Ces œuvres d’art sont destinées à être exposées de manière permanente dans un nouveau musée en construction à Abomey.

Abomey et Porto-Novo en chantiers culturels

À Abomey, ancienne capitale du royaume du Danhomè, le gouvernement béninois construit actuellement le Musée de l’épopée des Amazones et des Rois du Danhomè (MuRAD), conçu par l’architecte franco-camerounaise Françoise N’Thépé. Ce musée, d’une superficie de 2 000 m2, doit ouvrir ses portes d’ici à décembre 2025.

Il deviendra alors l’écrin permanent des 26 trésors royaux restitués aujourd’hui et conservés provisoirement au palais présidentiel. Ces pièces retrouveront bientôt leur contexte d’origine au sein des palais royaux d’Abomey (classés à l’UNESCO).

À Porto-Novo, la capitale, un autre chantier emblématique bat son plein : celui du Musée international du Vodun. Sur un site de 16 000 m2 à l’entrée de la ville, d’étranges bâtiments circulaires en forme d’alvéoles se dressent peu à peu. Imaginée par le cabinet ivoirien Koffi & Diabaté, l’architecture s’inspire des calebasses sacrées et des tata somba (habitations traditionnelles du nord-ouest du pays).

Destiné à « dépouiller le Vodun des idées négatives qui lui sont prêtées » et à montrer que cette religion est « tout à fait respectable », Alain Godonou, conseiller aux patrimoines et musées de la présidence, soutient que le futur musée promet une immersion sans précédent dans l’univers du vodun.

Plusieurs salles d’expositions devraient permettre la présentation des pièces de la collection nationale, mais aussi des objets vodun emblématiques prêtés par des partenaires étrangers – du Brésil, de Cuba, des États-Unis – pour montrer le Vodun dans toutes ses dimensions, y compris dans la diaspora.

En mai 2025, le gros œuvre était achevé et les finitions ainsi que la muséographie en cours.
« La muséologie, la muséographie avancent très bien. […] Je crois fermement que d’ici à la fin de l’année 2025, [le musée] pourra ouvrir », assure Alain Godonou.

L’inauguration prévue fin 2025 coïncidera avec la révélation, sur la place adjacente, d’une statue du roi Toffa première figure historique de Porto-Novo – déjà érigée pour accueillir les visiteurs.

Le masque comme vecteur culturel

En parallèle, le Bénin met en avant son patrimoine immatériel à travers des événements populaires.

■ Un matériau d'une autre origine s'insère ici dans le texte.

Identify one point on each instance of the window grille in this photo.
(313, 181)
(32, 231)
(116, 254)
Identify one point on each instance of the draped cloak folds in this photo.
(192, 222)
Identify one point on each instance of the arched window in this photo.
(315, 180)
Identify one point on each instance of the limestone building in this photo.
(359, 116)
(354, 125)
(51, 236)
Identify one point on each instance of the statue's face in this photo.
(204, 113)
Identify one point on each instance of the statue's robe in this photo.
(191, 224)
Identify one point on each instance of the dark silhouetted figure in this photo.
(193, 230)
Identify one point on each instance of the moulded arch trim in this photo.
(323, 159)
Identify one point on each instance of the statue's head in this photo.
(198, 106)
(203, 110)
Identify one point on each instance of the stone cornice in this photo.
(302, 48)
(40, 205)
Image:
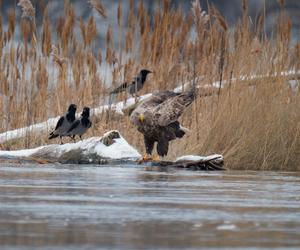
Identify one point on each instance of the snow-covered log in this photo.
(97, 150)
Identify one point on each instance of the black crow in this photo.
(81, 125)
(64, 123)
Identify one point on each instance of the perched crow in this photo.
(81, 125)
(64, 123)
(133, 87)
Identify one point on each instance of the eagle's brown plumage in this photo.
(157, 118)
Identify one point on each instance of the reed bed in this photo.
(254, 123)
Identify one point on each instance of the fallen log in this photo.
(205, 164)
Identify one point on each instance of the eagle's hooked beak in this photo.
(141, 117)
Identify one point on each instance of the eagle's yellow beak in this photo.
(141, 117)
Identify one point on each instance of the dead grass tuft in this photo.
(246, 108)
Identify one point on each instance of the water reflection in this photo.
(72, 207)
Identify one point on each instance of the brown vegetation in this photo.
(255, 123)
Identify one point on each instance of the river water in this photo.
(129, 207)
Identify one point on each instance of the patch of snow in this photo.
(199, 158)
(120, 106)
(120, 149)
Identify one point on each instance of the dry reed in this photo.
(254, 123)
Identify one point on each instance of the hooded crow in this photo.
(64, 123)
(133, 87)
(81, 125)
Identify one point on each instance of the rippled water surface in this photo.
(130, 207)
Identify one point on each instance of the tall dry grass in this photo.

À Porto-Novo, le Festival des Masques, lancé en 2024, propose un spectacle vivant des traditions masquées du pays.

La prochaine édition, prévue les 2 et 3 août 2025, accueillera neuf sociétés de masques, venues de diverses régions du Bénin, mais aussi du Nigéria et de Côte d’Ivoire, signe que le festival acquiert déjà une dimension ouest-africaine.

Pendant deux jours, Porto-Novo deviendra une scène à ciel ouvert où défileront les légendaires Egungun aux costumes flamboyants, les spectaculaires gardiens de nuit Zangbeto ou encore des masques rares sortis exceptionnellement des couvents. « Ce festival va bien au-delà du divertissement. C’est un rendez-vous de l’histoire », a déclaré Jean-Michel Abimbola en présentant l’édition 2025.

« Le Festival des Masques va bien au-delà du folklore : c’est une forme de réappropriation identitaire », rajoute le directeur de l’agence Bénin Tourisme. L’événement, qui mêle processions rituelles, performances contemporaines et conférences, s’adresse à la fois au grand public, aux chercheurs et aux visiteurs étrangers.

Le gouvernement soutient activement cette dynamique de revalorisation des pratiques spirituelles : en janvier 2024, la célébration annuelle du 10 janvier, dédiée aux religions endogènes, a été rebaptisée « Vodun Days » et repensée pour attirer un public international.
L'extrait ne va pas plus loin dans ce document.